この記事の連載

 芸人、俳優、怪談師、YouTuberなど、多彩な顔を持つ好井まさおさんが、自身のYouTubeチャンネルと同名の著書『好井まさおの怪談を浴びる会』(KADOKAWA)を上梓した。

 面白いのは、単に配信した怪談を書き起こしているのではく、芸人・好井まさおの類まれなる話芸をもって新たに“語り起こされて”いるところだ。

  今回、特別に著書の中から紹介するのは、怪現象が連発する現場での体験。後篇では、現場から戻ってからも次々と襲い掛かる恐怖と摩訶不思議をお伝えする。

〈前篇〉『「怪談を浴びる会」好井まさおの名作怪談を公開! 心霊スポットNGを決意した“絶対に行ってはいけなかったトンネル”』を読む


絶対に行ってはいけなかったトンネル〈後篇〉

 家に戻ったのが24時頃。当時はまだ子どももおらず、奥さんと2人暮らしでした。

 家に入る前に大量の塩を頭からかぶります。玄関の前は深夜でもわかるくらい白くなっていました。関係あらへん。

 我が家にはリビングと寝室があって、寝室の真ん中にベッドが置いてあります。部屋に入ると、奥さんはもう寝ていました。風邪やったらうつしたらまずいと思い、マスクをして、ダブルベッドに寝ている奥さんとは反対側に顔を向けて横になります。

 寝ようとしましたが、あきらかに体が熱い。のっそりと起き上がりフラフラしながらリビングにある体温計を取り出します。

 ピピピ、ピピピ。

 39度8分。人生最高体温へ到達。

 インフルエンザやん。

 そう思い、念のためマスクを二重にして、奥さんからなるべく離れてベッドの端っこで眠りにつきました。

 寝付いてどれぐらいやったんやろう。じんわり耳鳴りが始まりました。

 これはいつもの金縛りの合図。僕は「金縛り慣れ」しています。バスの中で寝てもうたし、レム睡眠とノンレム睡眠がごちゃっとなってんねや。そら金縛りになるわ。

 すごい冷静。怖くもなんともない。

 いつものクセで、金縛りの秒数を数えます。子どもの頃から、このクセは直りません。だいたい15秒から20秒。そんなもんで収まります。

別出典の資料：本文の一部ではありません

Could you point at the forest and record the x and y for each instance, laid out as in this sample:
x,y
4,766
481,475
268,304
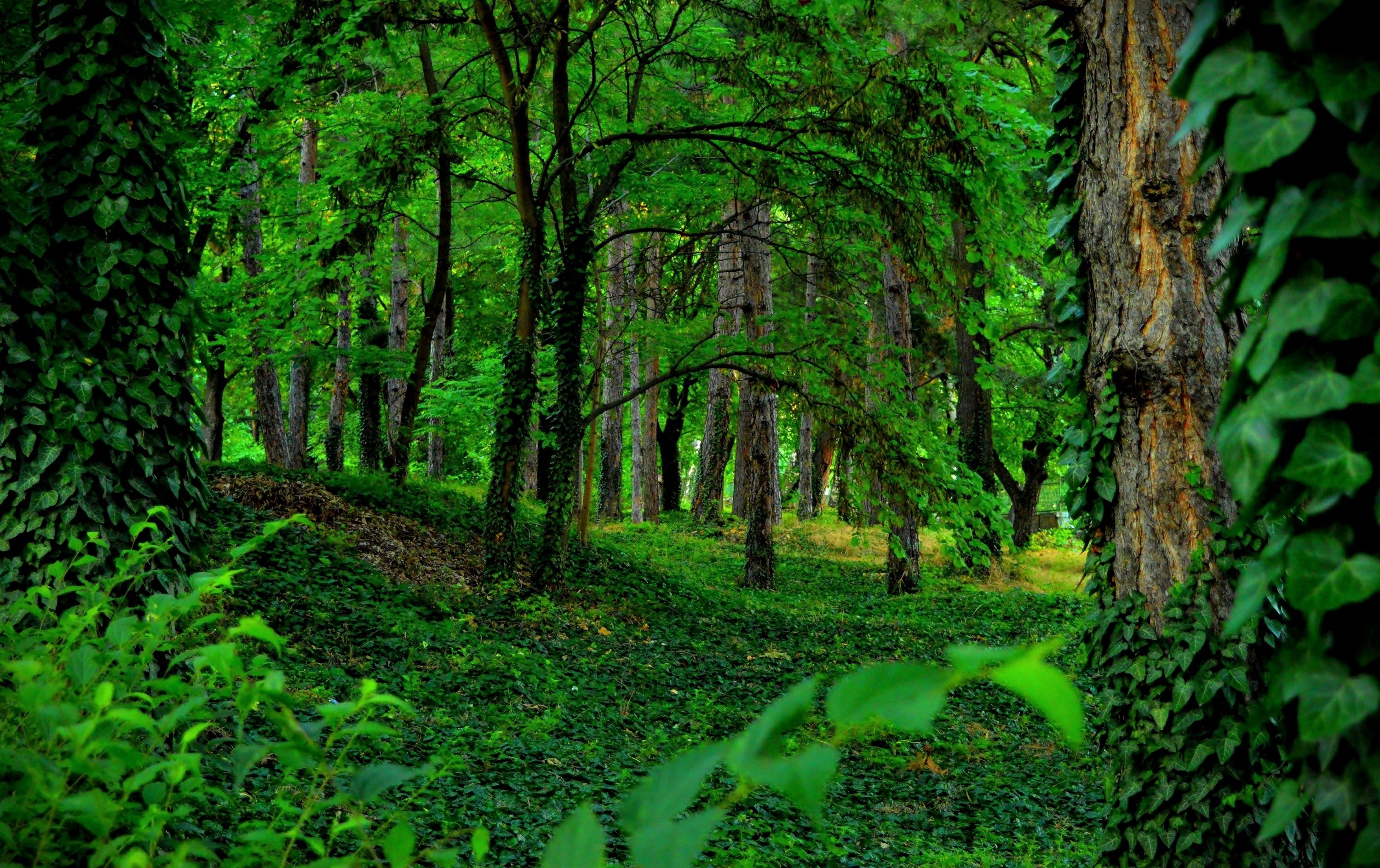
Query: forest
x,y
689,432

 23、24……30……45……57、58、59、1分……90、91、92……ん? 今日は長いぞ。

 150、151、152……え、2分半?

 ここまで数えた時、不意に思いました。

 脳の病気なんちゃう?

 このまま死んでまう。

 急に不安になり、心臓がバクバクし出しました。その時、なんか音が聞こえるんです。

 ペタペタペタペタペタペタ……ペタペタペタペタペタペタペタ……

 ん? 小走り?

 ペタペタペタペタペタペタペタ……

 フローリングを小走りするような音が聞こえる。

 ペタペタペタペタペタペタペタ……

 裸足や。ちょっと湿った足がフローリングから離れる時の、「にちゃ」という音も混じっている感じ。

 ペタペタペタペタペタペタペタペタ……

 徐々に小さくなったり、大きくなったりを繰り返しながら、ずっと足音が聞こえる。

 ペタペタペタペタペタペタペタペタ……

 あれ? これ、ベッドの周り、誰か走ってない?

 とっさにうっすら目を開けてしまいます。

 ‼

 誰かいる……女の子?

 5歳くらいでしょうか? 女の子がベッドの周りを小走りしています。

 心霊スポットに行ったから、脳がこういうイメージを作り出してんねや。

 目を閉じよう。ん? あかん。目が閉じひん。やばい目が合う。

 このままやったら女の子と目が合ってまう。

 女の子は僕の視界にピタッと止まりました。

 そして、ゆっくりこちらを振り返ります。